Et à voix plus basse Kuppmein fit une description parfaite du bureau de James Conrad. Puis, sur une feuille de papier il traça un croquis représentant la combinaison du coffre-fort, et, par quelques coups de crayon en forme de flèches, il indiqua la manœuvre à exécuter, Fringer prit le papier et étudia attentivement l’ébauche faite par Kuppmein.
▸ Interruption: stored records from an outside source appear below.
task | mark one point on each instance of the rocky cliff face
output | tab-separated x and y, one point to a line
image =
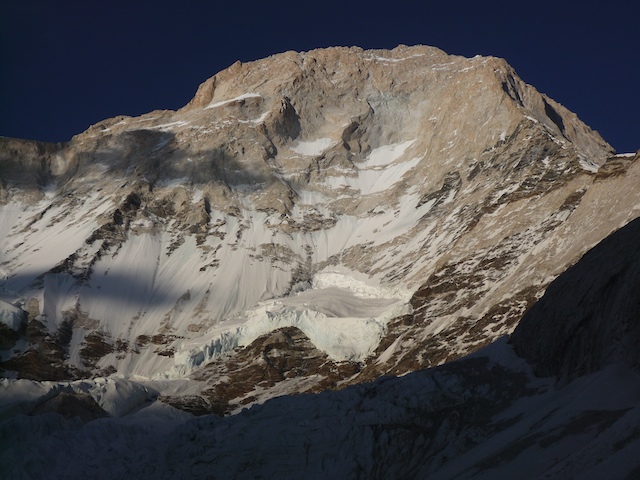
358	212
588	317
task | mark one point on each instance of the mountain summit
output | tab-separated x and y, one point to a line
308	221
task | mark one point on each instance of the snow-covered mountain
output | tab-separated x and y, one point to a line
307	222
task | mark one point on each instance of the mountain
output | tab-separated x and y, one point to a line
311	222
489	415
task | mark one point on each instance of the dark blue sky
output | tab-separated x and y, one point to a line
67	64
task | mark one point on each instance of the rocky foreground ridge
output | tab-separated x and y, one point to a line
308	221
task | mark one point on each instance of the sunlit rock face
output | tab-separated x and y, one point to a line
351	213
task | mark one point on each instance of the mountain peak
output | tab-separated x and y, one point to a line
400	208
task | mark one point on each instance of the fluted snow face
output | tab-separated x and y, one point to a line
399	207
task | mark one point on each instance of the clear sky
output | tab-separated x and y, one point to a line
67	64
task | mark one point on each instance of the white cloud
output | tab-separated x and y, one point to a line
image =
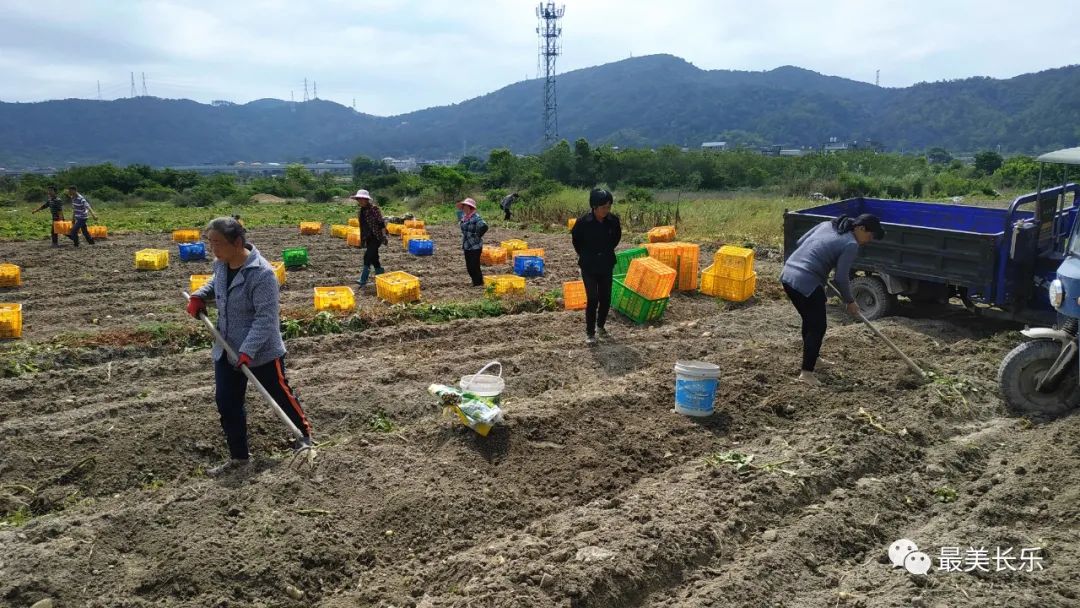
400	55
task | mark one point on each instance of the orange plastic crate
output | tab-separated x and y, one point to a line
11	275
197	281
505	284
491	255
185	235
689	255
574	295
11	321
279	271
733	289
650	279
151	259
534	253
662	234
514	244
667	253
394	287
733	262
335	298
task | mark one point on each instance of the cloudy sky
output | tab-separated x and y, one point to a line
393	56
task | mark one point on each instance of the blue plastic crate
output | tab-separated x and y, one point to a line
528	266
421	247
190	252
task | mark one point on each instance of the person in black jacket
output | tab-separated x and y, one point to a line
595	237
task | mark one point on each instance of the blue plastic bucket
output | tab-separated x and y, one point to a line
696	383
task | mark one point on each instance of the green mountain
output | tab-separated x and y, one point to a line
640	102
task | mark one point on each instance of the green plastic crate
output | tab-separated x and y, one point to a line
635	307
295	257
622	259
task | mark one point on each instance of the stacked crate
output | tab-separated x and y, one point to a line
644	292
493	255
394	287
731	275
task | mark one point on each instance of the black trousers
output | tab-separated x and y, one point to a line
472	265
80	225
597	298
372	254
230	388
812	310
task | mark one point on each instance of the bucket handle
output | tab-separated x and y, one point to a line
482	369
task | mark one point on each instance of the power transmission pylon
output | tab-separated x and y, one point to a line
550	49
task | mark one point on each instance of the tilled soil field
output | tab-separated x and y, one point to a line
593	492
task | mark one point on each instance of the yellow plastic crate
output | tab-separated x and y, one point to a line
574	295
279	271
197	281
536	253
662	234
650	279
151	259
733	289
335	298
11	321
185	235
352	238
505	284
491	255
394	287
689	255
10	275
514	244
667	253
733	262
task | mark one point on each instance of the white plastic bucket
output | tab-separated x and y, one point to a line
696	383
487	386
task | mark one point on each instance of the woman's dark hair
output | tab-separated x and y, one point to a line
229	228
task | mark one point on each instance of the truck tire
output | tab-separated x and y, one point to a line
873	297
1022	368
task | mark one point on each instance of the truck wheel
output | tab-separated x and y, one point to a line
873	297
1021	372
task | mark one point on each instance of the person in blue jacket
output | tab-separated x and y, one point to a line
831	245
245	291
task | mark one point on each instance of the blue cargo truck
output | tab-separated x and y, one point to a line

— Et toi, Grossmann, poursuivit-il, tu te muniras d’une valise de pas moins de trente-six pouces en longueur, de huit en largeur et de douze en profondeur. Puis, vers les neuf heures et demie, ce soir même, tu te rendras rue Saint-Denis au No 143b. Là, tu demanderas Pierre Lebon. On te répondra qu’il est absent. Je me chargerai de cette absence, s’il le faut. Puis, comme tu parles un assez bon français, tu t’annonceras comme un parent quelconque du jeune homme, expliquant, par exemple, que tu arrives de Québec pour venir visiter ton neveu. Comme ces Canadiens sont très hospitaliers, on te priera d’entrer et d’attendre le retour de Lebon. Mais comme tu apportes dans ta valise des cadeaux pour ton neveu, tu te feras conduire à son appartement au premier étage. Là, dans un petit cabinet d’étude, tu verras une table placée à peu près au centre, et sur la table le modèle en question. Tu placeras ce précieux objet dans ta valise, tu prendras un siège et tu allumeras, avec toute la tranquillité d’un oncle chez son neveu, ta vieille pipe « d’écume de mer » comme on dit dans le pays. Au bout d’un quart d’heure environ, tu te sentiras très ennuyé d’attendre le retour de ton neveu. Alors, tu souhaiteras « bonne nuit » aux gens du rez-de-chaussée, en ayant soin de les prévenir que tu reviendras probablement le lendemain. Et le tour sera fait !

— Où nous retrouverons-nous ? interrogea Grossmann de son accent toujours bourru.

— À nos quartiers généraux, rue Dorchester.

— Très bien.

— Ainsi donc, reprit Kuppmein, les rôles sont parfaitement définis et clairement compris ?… Toi, Grossmann, et toi, Fringer, vous êtes certains tous deux, n’est-ce pas, de votre mission particulière ?

— À dix heures et quart au plus tard, je serai là avec le modèle, déclara Grossmann,

— À dix heures et quart au plus tard, dit Fringer à son tour, je serai rue Dorchester avec les plans.

— Et moi, compléta Kuppmein, à dix heures et quart au plus tard, je vous attendrai rue Dorchester.

Sur ce les trois Allemands finirent tranquillement leur souper.

Alors seulement l’homme du cabinet voisin se mit à faire honneur aux mets qu’on lui avait servis une demi-heure auparavant et qui s’étaient fort refroidis. Il n’en parut manger pas moins avec une grande satisfaction, tout en ébauchant un sourire énigmatique.

Dix minutes plus tard les trois Allemands quittaient le Palace Café.

Quant à l’homme noir, il continua de manger, sans abandonner son sourire mystérieux.